From the neck up, she fit right in with the standard appearance at the time:  as the younger sisters of the 60's generation of free thinking flower children, we tried to emulate them in our dress and style, going braless and choosing bright colors and usually skirts that were too short and tight.   There was the pretense we didn't really care how we looked, but of course we did care very much, with hours spent daily preparing the "casual carefree" look that would perfectly express our freedom from fashion trends amid our feminist longings. Practicing careful nonconformity perfectly fit our peers' expectations and aggravated our parents.

But Devi never looked like she cared what anyone else thought of her.  The high school girls honestly weren't sure what to make of her, speculating together whether she was "for real" and viewed her somewhat suspiciously, as if she was putting on an act.

The boys were mesmerized.

She preferred baggy torn khaki shorts or peasant skirts with uneven hems, loose fitting faded T shirts and ripped tennis shoes without shoelaces.  Her legs were covered with long blonde hair, as were her armpits which she showed off while wearing tank tops.   She pulled whole cucumbers from her backpack in class and ate them like cobs of corn, rind and all.  She smelled like she had been camping without a shower for three days, but then riding her bike to school from her home 8 miles away in all kinds of weather accounted for that.   One memorable day she arrived a bit late to school, pushing her bike through 6 inches of snow in soaking tennis shoes, wearing her usual broad smile of satisfaction.

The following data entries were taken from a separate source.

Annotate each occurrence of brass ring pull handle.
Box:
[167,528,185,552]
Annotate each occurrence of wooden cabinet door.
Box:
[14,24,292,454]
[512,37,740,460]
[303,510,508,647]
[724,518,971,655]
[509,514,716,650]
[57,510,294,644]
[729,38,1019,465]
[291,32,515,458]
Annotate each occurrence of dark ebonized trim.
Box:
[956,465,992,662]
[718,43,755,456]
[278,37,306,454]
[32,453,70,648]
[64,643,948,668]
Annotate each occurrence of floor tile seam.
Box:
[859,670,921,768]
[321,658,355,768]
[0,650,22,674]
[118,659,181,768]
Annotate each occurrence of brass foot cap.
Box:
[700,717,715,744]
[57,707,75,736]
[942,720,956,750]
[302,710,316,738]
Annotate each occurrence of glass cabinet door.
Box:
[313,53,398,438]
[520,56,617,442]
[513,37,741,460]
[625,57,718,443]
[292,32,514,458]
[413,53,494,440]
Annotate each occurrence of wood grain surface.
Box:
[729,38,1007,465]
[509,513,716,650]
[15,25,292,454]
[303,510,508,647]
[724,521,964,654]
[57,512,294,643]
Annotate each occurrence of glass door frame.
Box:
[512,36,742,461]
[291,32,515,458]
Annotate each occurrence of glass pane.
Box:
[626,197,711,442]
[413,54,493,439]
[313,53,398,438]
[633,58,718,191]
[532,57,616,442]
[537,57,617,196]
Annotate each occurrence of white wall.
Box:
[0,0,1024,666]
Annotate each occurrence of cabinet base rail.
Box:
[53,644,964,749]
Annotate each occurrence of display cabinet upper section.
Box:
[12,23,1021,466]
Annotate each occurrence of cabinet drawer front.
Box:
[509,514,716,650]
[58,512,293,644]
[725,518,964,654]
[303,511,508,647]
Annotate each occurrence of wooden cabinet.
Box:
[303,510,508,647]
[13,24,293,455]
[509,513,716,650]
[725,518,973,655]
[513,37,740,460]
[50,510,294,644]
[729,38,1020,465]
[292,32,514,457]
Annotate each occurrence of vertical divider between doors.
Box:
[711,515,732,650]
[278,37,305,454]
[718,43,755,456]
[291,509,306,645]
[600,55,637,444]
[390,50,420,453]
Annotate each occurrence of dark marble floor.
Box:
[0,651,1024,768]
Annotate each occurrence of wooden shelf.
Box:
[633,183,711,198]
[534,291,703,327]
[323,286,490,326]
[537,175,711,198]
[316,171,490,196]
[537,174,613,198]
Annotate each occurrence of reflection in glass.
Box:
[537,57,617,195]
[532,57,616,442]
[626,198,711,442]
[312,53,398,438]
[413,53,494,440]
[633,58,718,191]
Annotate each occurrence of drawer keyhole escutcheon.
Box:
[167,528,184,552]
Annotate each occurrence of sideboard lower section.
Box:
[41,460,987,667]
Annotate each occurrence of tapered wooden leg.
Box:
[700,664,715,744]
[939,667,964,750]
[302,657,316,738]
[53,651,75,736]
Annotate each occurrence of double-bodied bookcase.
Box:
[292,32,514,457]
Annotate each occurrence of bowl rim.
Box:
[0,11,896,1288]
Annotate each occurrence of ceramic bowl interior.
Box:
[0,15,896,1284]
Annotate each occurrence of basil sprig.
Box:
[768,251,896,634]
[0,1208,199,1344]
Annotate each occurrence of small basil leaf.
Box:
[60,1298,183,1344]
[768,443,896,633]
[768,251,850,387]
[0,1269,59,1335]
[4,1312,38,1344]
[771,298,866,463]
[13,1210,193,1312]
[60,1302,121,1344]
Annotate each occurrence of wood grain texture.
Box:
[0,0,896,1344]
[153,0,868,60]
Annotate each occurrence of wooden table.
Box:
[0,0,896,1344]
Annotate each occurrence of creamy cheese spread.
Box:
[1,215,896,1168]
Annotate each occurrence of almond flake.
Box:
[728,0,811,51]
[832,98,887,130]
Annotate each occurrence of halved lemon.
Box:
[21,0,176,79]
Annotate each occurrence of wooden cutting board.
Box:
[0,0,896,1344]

As a daughter of two Peace Corps workers who had just moved back to the U.S. after years of service in Nepal, Devi had lived very little of her life in the United States.  Her father Willi Unsoeld, one of the first American climbers to reach the summit of Mt. Everest up the difficult west face, had recently accepted a professorship in comparative religion at a local college.  He moved his wife and family back to the northwest to be near his beloved snowy peaks,  suddenly immersing four children in an affluent culture that seemed foreign and wasteful.

Devi recycled before there was a word for it simply by never buying anything new and never throwing anything useful away, involved herself in social justice issues before anyone had coined the phrase, and was an activist behind the scenes more often than a leader, facilitating and encouraging others to speak out at anti-war rallies, organizing sit-ins for world hunger and volunteering in the local soup kitchen.  She mentored adolescent peers to get beyond their self-consciousness and self-absorption to explore the world beyond the security of high school walls.

Regretfully, few of us followed her lead.  We preferred the relative security and camaraderie of hanging out at the local drive-in to taking a shift at the local 24 hour crisis line.  We showed up for our graduation ceremony in caps and gowns while the rumor was that Devi stood at the top of Mt. Rainier with her father that day.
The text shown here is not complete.